A mesostructured tin phosphate (SnPi) material has been prepared in the presence of an amphiphilic block copolymer (F127), tin chloride (SnCl₄), and phosphoric acid (H₃PO₄) in an ethanol–water mixed solvent medium. The mesoporous SnPi material, with a large pore diameter (7.4 nm), nanocrystalline walls, a high surface area (310 m² g⁻¹), and a unique flake-like particle shape, is successfully synthesized by a two-step heat treatment of the parent mesostructured SnPi under flowing N₂ gas followed by flowing air.
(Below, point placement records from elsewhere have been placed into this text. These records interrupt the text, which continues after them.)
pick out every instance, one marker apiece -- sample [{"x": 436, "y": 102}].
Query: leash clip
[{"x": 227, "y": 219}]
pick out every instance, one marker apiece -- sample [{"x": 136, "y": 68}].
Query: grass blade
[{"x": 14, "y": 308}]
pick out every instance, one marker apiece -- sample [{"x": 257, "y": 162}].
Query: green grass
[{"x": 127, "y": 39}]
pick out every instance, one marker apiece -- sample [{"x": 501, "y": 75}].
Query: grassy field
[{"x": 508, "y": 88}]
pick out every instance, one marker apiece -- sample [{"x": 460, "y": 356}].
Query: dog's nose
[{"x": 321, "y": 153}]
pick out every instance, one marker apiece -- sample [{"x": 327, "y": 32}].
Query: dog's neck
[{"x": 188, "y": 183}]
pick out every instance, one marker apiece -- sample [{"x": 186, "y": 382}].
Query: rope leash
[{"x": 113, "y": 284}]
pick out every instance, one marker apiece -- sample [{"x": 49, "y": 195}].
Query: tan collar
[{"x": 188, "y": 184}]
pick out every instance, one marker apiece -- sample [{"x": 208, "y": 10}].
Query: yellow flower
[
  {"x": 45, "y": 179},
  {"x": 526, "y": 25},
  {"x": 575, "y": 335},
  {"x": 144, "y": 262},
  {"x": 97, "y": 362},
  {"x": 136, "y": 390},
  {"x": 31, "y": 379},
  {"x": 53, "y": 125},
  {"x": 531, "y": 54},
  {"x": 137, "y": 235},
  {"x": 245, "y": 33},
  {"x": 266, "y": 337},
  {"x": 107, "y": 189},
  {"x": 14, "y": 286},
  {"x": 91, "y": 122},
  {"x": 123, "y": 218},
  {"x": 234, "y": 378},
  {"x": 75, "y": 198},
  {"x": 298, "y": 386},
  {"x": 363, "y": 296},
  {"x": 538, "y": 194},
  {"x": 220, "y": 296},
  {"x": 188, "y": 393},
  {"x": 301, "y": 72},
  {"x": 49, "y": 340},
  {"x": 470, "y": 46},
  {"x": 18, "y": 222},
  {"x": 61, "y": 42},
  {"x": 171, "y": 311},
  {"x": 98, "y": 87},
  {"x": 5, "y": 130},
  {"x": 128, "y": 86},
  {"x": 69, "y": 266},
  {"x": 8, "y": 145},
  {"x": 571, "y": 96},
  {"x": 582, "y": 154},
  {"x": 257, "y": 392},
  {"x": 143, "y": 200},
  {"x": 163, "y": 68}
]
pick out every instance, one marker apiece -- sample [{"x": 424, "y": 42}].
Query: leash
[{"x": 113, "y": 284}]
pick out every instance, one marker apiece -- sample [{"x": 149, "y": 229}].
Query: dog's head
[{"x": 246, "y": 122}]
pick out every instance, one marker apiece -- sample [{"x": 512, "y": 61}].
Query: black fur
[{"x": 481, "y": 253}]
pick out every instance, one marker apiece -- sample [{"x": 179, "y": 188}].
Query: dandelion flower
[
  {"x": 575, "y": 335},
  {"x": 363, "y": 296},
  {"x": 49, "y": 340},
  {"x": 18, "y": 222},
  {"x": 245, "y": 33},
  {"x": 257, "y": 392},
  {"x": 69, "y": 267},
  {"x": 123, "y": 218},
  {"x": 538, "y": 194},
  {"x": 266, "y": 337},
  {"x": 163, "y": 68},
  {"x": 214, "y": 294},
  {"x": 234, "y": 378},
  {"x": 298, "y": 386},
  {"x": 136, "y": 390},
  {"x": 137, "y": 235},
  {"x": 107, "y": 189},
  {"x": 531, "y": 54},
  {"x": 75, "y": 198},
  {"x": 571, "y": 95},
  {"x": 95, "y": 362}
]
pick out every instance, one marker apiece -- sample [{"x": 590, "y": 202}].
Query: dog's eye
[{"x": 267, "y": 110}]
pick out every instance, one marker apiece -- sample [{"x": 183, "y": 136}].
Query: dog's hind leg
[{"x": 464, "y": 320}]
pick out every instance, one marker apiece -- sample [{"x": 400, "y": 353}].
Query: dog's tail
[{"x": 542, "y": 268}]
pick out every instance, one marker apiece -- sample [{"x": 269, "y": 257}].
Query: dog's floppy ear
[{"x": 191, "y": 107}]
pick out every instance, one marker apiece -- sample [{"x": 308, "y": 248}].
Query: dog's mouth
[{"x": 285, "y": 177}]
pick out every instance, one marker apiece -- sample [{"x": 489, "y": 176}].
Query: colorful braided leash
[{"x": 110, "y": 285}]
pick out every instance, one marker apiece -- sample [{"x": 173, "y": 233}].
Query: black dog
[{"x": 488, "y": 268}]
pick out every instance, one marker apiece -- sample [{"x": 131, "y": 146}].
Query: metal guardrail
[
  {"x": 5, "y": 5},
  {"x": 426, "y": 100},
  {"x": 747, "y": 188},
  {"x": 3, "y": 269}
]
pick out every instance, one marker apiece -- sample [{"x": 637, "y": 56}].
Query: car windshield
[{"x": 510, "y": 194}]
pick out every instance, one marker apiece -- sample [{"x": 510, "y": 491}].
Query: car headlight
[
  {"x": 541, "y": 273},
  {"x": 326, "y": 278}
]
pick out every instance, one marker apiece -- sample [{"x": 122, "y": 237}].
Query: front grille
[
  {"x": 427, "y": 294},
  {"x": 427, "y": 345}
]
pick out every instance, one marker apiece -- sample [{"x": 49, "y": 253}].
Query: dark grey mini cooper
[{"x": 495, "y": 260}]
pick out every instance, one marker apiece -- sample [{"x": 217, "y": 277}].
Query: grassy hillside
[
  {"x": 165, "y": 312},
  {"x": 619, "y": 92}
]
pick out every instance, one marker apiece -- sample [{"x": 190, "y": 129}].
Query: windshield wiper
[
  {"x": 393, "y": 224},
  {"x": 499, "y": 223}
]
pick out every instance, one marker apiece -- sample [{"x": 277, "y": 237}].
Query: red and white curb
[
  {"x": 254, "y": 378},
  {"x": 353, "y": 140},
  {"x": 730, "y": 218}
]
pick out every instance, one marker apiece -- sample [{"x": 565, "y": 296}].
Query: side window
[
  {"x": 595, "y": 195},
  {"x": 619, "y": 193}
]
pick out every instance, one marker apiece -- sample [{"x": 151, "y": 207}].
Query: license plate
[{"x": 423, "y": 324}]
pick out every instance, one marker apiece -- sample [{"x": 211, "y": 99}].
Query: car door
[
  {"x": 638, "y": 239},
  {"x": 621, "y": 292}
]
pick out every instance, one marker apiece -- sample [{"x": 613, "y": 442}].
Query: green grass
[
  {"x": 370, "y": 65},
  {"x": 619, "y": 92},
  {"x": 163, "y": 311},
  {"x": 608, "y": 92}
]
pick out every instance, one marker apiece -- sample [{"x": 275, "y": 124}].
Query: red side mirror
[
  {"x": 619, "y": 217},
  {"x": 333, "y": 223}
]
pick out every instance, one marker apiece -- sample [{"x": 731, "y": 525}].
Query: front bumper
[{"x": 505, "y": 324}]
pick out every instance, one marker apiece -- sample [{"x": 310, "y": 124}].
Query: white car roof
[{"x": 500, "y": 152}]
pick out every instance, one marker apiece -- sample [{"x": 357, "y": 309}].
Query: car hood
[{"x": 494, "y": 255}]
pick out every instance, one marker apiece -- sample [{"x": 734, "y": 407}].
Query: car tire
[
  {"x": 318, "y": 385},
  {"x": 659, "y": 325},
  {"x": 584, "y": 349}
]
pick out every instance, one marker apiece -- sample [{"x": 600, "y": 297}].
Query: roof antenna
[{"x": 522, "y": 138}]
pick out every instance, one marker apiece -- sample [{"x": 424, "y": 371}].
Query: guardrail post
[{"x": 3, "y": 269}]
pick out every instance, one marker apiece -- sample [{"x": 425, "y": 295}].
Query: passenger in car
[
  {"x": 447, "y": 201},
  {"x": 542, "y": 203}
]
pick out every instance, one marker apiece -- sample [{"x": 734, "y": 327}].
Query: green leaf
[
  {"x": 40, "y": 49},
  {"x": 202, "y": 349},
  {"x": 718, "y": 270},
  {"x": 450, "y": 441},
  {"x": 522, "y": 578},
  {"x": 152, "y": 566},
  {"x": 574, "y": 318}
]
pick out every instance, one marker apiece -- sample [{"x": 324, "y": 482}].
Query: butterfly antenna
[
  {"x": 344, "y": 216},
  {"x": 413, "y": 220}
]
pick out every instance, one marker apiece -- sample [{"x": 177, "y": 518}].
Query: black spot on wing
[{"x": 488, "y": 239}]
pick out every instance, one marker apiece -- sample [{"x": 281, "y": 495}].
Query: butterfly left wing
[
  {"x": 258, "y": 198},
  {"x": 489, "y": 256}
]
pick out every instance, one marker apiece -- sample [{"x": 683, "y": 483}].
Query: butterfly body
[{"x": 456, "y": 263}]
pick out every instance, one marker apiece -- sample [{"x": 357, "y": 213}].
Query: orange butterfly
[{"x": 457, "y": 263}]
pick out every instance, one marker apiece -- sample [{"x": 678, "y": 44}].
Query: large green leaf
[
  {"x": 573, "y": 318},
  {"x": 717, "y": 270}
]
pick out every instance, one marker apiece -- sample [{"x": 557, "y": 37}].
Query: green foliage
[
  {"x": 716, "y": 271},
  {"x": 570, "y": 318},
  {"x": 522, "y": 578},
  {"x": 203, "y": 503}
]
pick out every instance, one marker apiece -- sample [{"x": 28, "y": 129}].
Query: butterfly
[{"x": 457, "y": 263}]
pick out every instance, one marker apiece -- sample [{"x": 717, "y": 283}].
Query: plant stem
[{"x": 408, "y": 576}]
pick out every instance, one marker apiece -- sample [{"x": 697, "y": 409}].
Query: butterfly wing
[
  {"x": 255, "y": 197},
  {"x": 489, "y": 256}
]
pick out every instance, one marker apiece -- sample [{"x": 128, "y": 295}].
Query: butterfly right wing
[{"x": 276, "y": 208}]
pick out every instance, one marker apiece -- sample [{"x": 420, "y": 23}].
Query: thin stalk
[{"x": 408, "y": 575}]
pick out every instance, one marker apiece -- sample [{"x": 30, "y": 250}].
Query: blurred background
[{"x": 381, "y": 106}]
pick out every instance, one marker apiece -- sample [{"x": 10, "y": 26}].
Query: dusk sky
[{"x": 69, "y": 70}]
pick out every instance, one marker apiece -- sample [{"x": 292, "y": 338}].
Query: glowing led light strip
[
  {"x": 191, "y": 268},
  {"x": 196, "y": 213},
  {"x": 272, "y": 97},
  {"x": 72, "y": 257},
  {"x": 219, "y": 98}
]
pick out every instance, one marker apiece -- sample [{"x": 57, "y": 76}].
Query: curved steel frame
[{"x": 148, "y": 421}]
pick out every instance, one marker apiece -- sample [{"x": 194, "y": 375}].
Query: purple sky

Under moderate conditions (293 K and 60% relative humidity), our mesoporous SnPi shows 6.5 times more proton (H⁺) conductivity compared to its non-porous/bulk analogue (SnPi-B), due to its higher surface area and unique nanocrystalline porous structure enriched with free O–H groups. The preliminary electrochemical properties of our crystalline mesoporous SnPi as an anode for lithium-ion batteries (LIBs) have been studied as well, which exhibits good reversible specific capacity with good cycling stability and excellent capacity retention of 92%.